Ein Biker-Priester in Afrika
Sam Childers engagiert sich für Kinder und Jugendliche in Uganda, Äthiopien und dem Sudan
Was haben ein Priester, ein Motorrad und Afrika gemeinsam? Auch nach längerem Überlegen wird man vielleicht nicht auf die Antwort kommen. Dafür muss man sich Sam Childers genauer anschauen und seinen Geschichten zuhören, die von seiner Arbeit in Uganda, dem Sudan und Äthiopien handeln, seinem Glauben zu Gott und seiner Liebe zu Harleys.
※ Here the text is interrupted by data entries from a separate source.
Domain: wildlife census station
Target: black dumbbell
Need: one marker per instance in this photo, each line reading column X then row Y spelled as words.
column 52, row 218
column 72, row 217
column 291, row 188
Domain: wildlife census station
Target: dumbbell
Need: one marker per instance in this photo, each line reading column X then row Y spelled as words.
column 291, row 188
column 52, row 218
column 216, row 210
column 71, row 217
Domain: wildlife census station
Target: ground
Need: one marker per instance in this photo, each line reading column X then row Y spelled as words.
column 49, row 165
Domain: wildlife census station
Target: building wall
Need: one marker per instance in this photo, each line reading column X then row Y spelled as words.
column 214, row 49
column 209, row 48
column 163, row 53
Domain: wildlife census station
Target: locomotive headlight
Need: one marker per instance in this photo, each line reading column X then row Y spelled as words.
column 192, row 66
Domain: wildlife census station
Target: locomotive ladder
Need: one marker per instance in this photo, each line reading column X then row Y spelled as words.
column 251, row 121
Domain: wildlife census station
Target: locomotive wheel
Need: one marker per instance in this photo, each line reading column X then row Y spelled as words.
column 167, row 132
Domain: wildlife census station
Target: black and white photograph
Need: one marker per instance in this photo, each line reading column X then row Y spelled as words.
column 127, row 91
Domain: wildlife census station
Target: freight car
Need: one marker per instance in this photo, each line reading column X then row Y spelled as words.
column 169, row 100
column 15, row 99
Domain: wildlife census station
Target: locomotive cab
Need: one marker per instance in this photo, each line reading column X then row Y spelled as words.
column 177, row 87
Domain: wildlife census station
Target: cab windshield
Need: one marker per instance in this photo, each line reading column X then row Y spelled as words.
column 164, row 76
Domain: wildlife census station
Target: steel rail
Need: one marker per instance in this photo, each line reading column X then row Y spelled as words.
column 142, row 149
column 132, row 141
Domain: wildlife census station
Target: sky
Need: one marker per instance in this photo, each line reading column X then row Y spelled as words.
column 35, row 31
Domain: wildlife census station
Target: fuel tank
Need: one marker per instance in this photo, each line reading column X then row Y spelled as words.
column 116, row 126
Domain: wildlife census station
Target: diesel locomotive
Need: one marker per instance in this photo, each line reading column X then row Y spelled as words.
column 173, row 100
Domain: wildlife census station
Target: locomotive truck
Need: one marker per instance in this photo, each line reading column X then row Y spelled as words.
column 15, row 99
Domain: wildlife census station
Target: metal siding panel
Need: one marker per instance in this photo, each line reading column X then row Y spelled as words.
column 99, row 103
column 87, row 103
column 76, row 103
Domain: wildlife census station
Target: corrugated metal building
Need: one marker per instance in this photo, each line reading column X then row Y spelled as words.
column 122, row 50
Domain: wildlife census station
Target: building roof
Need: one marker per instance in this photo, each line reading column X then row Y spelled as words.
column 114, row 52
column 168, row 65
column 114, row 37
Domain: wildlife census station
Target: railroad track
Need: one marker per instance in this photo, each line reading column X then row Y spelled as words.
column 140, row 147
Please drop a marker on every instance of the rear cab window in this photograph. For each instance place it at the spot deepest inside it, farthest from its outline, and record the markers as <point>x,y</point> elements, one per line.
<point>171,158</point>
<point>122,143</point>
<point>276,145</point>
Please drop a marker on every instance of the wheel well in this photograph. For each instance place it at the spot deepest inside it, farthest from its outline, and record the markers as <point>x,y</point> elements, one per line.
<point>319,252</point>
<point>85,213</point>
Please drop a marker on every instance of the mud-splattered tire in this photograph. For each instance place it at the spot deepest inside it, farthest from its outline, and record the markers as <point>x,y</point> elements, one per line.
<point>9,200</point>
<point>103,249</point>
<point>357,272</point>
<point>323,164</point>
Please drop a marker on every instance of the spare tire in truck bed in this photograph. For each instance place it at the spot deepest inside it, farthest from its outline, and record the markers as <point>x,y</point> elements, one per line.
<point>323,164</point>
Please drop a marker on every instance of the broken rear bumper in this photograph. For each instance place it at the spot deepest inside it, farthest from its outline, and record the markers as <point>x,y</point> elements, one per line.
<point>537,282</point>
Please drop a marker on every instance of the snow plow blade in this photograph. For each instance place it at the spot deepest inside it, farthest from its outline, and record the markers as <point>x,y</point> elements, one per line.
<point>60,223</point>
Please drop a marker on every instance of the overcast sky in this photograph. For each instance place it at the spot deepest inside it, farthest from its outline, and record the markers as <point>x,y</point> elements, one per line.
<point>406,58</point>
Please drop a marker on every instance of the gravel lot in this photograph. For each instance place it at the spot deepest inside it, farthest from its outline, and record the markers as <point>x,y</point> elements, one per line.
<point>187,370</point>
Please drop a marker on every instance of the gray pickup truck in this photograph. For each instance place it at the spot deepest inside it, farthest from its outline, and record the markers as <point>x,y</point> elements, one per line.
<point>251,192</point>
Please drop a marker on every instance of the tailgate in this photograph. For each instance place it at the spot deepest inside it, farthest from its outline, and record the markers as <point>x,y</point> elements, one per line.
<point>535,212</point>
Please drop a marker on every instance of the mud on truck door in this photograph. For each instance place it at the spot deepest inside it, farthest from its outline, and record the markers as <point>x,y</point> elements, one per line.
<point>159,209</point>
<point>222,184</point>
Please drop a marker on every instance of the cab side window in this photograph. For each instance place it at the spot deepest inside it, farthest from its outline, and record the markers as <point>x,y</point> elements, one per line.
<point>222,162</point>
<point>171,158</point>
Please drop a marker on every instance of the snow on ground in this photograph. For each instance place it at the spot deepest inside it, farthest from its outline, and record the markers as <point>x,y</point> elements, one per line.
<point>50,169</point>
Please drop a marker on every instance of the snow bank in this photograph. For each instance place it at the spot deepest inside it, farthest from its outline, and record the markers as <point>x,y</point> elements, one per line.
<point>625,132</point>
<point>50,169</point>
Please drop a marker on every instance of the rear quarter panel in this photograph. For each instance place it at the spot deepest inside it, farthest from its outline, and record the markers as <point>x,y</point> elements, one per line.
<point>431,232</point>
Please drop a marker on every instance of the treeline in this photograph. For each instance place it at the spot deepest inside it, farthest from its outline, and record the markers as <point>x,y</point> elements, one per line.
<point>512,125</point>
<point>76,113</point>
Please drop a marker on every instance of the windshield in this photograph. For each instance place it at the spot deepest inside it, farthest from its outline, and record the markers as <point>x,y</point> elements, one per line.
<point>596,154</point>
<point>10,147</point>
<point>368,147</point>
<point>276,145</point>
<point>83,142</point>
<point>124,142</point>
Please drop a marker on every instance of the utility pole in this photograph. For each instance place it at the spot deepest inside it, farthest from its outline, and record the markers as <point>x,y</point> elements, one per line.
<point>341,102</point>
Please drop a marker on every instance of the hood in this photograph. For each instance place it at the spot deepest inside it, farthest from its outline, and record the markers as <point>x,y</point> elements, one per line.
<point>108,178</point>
Zu Gast war dieser nämlich, im Rahmen einer Biker-Evangelisation, im Gemeindezentrum Essen-Altendorf der Evangelischen Freikirche in der Haedenkampstraße 30, um dem interessierten Publikum von seiner wohltätigen Arbeit in verschiedenen Ländern Afrikas zu berichten. Eingeladen wurde er von der Biker-Gruppe Flying Angels. Der Eintritt war frei, alle Spenden gingen an die gebauten Waisenhäuser, Schulen und kommerziellen Einrichtungen in Afrika.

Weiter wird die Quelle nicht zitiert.